Total genomic DNA was extracted from herbarium vouchers, silica dried or fresh leaf material either following the CTAB protocol  or using the Invisorb Spin Plant Mini kit (STRATEC Biomedical AG, Birkenfeld, Germany). Fresh material was collected in the Botanical Garden Heidelberg and immediately frozen in liquid nitrogen until further use. Dried leaf material was immediately silica dried or taken from herbarium vouchers. Depending on leaf size, one to three leaves were used per extraction. Material was homogenized either by grinding with a pistil on liquid nitrogen, or using a Precellys®24 homogenizer (Bertin Technologies, Montigny-le-Brettonneux, France) at 5000 rounds per minute for two times 10 s with five 2.5 mm glass beads. The Invisorb Spin Plant Mini kit was used following the manufacturer’s instructions, including the optional step of RNA digestion. The following modifications were applied to the CTAB protocol: DNA pellets were washed twice with 70% ethanol and then dissolved in 100 μl TE-buffer (10 mM Tris-HCl, 1 mM EDTA, pH 7.5) supplemented with 2 units of RNase A, RNA digestion was performed at 37 °C for 1 h. Quality (high molecular weight) and quantity (> 5 ng/μl) of DNA was checked rigorously prior to library preparation. DNA quality and fragment length was checked on 1% agarose gels, and concentration was assessed via fluorescence spectroscopy using a high-sensitivity, double-stranded DNA specific dye with the Qubit® dsDNA HS Assay (Thermo Fisher Scientific, Waltham, Massachusetts, USA).
Library preparation and next-generation sequencing
Libraries were sequenced at the Deep Sequencing Core Facility, University of Heidelberg, and were prepared from total genomic DNA with the Illumina TruSeq Kit (Illumina, Inc., San Diego, California, U.S.) in paired-end mode with insert size 200–400 base pairs (bp). Read length was 100 bp. Samples were barcoded for multiplexing, and on average 4 tetraploid or 8 diploid individuals were sequenced on one lane to obtain intermediate sequencing depth. Sequencing was conducted on Illumina HiSeq2000 (Illumina, Inc.).

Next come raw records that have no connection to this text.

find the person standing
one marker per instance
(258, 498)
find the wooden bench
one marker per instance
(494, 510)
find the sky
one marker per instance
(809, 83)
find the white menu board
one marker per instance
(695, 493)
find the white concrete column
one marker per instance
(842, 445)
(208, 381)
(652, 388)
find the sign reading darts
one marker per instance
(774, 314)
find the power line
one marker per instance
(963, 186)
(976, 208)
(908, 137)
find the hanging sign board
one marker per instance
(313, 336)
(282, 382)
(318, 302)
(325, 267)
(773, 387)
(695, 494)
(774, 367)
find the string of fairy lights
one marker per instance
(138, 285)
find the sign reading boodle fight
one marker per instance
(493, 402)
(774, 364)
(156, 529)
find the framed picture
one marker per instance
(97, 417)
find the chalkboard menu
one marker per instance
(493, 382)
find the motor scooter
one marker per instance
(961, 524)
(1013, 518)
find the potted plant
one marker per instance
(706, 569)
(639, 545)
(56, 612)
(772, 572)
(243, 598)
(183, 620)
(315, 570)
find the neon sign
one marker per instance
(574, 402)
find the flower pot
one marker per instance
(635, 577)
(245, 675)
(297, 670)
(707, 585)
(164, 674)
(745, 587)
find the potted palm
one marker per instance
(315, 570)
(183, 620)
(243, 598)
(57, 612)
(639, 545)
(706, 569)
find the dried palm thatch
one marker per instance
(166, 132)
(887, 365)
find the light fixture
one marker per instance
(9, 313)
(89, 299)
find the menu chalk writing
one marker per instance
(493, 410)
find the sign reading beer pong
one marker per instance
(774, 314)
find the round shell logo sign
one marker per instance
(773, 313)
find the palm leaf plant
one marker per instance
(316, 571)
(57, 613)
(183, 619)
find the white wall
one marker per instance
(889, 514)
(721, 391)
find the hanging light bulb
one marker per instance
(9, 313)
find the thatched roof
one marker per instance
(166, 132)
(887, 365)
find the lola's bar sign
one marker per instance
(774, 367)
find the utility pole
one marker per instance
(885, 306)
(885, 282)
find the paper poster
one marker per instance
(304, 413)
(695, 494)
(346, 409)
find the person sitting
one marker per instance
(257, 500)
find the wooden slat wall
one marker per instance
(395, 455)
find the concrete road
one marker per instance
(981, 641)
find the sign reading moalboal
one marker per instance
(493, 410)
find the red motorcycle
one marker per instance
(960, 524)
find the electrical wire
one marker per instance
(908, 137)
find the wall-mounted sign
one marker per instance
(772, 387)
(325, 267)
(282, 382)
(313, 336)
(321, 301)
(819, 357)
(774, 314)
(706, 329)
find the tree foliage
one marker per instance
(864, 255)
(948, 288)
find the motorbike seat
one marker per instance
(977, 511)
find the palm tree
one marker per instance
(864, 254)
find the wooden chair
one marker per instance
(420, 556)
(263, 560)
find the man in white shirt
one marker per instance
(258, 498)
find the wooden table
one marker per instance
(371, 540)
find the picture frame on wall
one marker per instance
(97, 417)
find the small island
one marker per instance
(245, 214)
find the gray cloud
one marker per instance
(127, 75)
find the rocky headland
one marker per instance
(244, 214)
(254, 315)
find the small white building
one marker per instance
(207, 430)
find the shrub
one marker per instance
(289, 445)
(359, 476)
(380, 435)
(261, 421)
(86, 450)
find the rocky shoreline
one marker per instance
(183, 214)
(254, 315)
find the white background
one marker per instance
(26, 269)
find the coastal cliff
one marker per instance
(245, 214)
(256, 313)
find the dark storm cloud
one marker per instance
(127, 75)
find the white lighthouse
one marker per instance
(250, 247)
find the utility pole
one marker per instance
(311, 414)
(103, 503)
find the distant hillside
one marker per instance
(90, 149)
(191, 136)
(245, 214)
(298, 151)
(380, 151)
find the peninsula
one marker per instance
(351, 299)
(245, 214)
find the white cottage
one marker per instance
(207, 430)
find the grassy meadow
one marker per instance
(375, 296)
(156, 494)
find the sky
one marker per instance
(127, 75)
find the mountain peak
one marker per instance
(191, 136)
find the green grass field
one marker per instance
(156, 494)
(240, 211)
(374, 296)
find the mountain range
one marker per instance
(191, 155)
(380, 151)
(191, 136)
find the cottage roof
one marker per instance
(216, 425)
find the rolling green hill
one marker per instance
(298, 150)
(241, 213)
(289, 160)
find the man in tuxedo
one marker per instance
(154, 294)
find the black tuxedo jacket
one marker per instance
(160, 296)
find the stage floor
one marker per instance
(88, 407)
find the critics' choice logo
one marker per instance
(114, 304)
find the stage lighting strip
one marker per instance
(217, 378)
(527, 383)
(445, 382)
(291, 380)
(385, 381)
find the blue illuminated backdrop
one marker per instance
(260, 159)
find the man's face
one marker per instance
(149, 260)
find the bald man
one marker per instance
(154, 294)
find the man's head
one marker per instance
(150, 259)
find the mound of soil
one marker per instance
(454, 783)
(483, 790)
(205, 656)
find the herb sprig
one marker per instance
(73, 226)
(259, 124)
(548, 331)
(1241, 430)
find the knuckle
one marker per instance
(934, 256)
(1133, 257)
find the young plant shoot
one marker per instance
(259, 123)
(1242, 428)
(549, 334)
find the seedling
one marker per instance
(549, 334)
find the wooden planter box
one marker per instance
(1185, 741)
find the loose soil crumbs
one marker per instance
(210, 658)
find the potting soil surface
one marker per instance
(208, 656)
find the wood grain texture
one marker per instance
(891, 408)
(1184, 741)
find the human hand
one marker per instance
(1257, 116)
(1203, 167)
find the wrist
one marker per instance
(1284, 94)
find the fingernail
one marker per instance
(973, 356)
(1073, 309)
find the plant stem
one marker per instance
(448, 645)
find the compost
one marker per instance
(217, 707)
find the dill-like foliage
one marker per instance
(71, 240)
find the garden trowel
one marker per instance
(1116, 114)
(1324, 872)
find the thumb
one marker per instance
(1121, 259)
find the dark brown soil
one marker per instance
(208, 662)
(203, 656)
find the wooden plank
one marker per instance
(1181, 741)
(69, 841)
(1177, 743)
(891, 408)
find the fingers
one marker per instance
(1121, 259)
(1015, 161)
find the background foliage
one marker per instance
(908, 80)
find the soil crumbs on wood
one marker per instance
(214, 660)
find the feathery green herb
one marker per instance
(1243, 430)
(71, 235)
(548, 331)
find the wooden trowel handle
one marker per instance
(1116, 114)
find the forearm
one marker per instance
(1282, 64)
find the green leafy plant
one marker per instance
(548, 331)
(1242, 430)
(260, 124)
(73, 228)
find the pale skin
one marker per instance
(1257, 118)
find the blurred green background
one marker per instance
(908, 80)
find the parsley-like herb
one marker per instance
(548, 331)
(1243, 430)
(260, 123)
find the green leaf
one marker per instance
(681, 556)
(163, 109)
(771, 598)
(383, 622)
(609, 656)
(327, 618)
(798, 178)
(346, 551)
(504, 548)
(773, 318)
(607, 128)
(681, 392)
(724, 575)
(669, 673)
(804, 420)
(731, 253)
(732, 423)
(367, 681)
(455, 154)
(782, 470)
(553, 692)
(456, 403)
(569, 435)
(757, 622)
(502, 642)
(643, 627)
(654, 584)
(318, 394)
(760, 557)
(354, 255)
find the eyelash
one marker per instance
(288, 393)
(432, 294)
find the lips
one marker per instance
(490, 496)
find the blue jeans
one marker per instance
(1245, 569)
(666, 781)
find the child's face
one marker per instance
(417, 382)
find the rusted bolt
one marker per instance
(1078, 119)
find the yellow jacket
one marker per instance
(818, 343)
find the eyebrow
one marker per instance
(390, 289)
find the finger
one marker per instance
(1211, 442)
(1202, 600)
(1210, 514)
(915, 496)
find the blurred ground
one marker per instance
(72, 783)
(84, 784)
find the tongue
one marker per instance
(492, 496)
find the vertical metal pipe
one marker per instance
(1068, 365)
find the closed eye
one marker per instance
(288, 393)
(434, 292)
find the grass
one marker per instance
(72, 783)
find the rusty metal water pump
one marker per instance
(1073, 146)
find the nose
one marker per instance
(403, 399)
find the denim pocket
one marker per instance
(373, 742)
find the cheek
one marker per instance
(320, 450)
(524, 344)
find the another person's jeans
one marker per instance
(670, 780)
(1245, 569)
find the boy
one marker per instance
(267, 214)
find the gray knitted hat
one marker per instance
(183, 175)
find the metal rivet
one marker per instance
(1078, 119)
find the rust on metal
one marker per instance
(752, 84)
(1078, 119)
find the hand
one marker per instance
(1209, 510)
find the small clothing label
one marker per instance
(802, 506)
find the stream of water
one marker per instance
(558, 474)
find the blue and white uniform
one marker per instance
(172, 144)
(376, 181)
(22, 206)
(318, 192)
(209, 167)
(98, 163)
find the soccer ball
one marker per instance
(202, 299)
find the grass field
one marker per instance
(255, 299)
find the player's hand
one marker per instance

For details regarding library preparation method, see Additional file 2.
Assembly and annotation of plastid genomes
Assembly of plastid genomes generally followed the procedure described in Hohmann et al. (2015)  and Novikova et al. (2016) . To recover the complete plastome sequence the reads were assembled de novo in CLC Genomics workbench version 6.0.4 (CLC bio, Aarhus, Denmark). Failed reads were discarded upon import, and imported reads were trimmed for sequencing quality as well as for remaining adapter sequences. A minimum per-base quality of 0.001 (corresponding to a phred-based score of 30) was applied, with a minimum remaining length of 50 bp. Only paired reads were used further.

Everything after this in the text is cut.